Canada's Liberal federal government has proposed the creation of a stand-alone Financial Crime Agency to investigate fraud, money laundering, and corruption [1, 2].
The move aims to fill a significant policing gap by centralizing the fight against complex financial crimes that are currently handled by the Royal Canadian Mounted Police [1, 2].
Introduced as Bill C-29, the proposal would establish the first new law-enforcement agency in Canada in more than 20 years [1]. The agency would be granted independent police powers to pursue high-level financial misconduct across the country [1, 2].
To support the launch and operation of the new body, the government has proposed a five-year budget of $353 million [3]. This funding is intended to provide the specialized resources necessary to track sophisticated illicit financial flows that often evade traditional policing methods [1, 2].
Officials said the agency is necessary to better tackle the evolving nature of financial crime. By separating these investigations from the broader duties of the RCMP, the government intends to create a more focused and agile response to economic instability caused by corruption [1, 2].
The proposal represents a shift in how Canada manages federal law enforcement. The new agency would focus specifically on the intersection of finance and crime—targeting the mechanisms used to hide stolen funds and facilitate global money laundering [1, 2].

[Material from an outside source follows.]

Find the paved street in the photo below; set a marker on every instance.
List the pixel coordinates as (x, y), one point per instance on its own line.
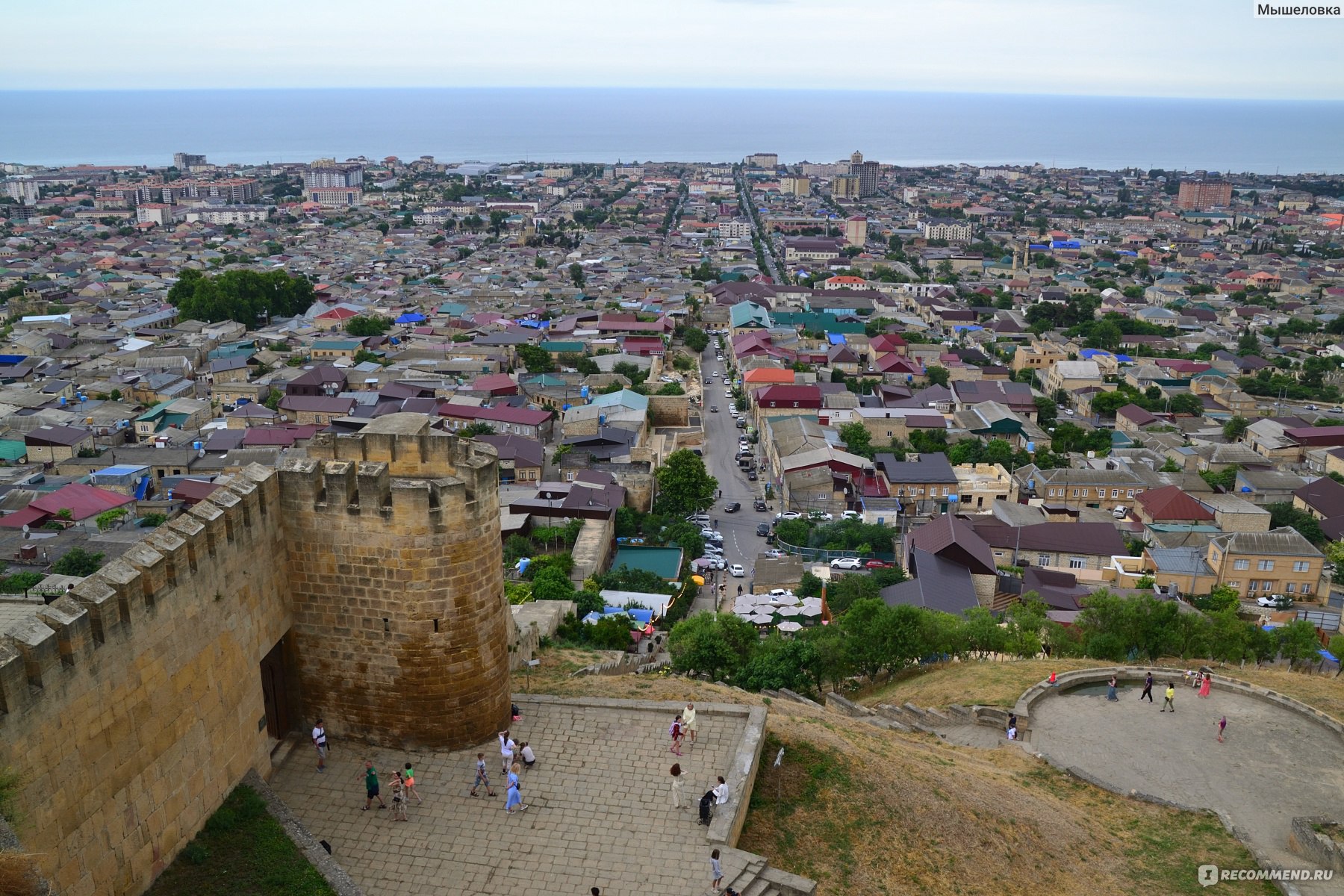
(600, 809)
(741, 543)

“The first new law-enforcement agency in Canada in more than 20 years”
The establishment of a dedicated Financial Crime Agency suggests that the Canadian government views the current RCMP structure as insufficient for the scale of modern economic crime. By allocating specific funding and independent police powers, Canada is moving toward a specialized model of enforcement designed to disrupt the financial incentives of organized crime and corruption.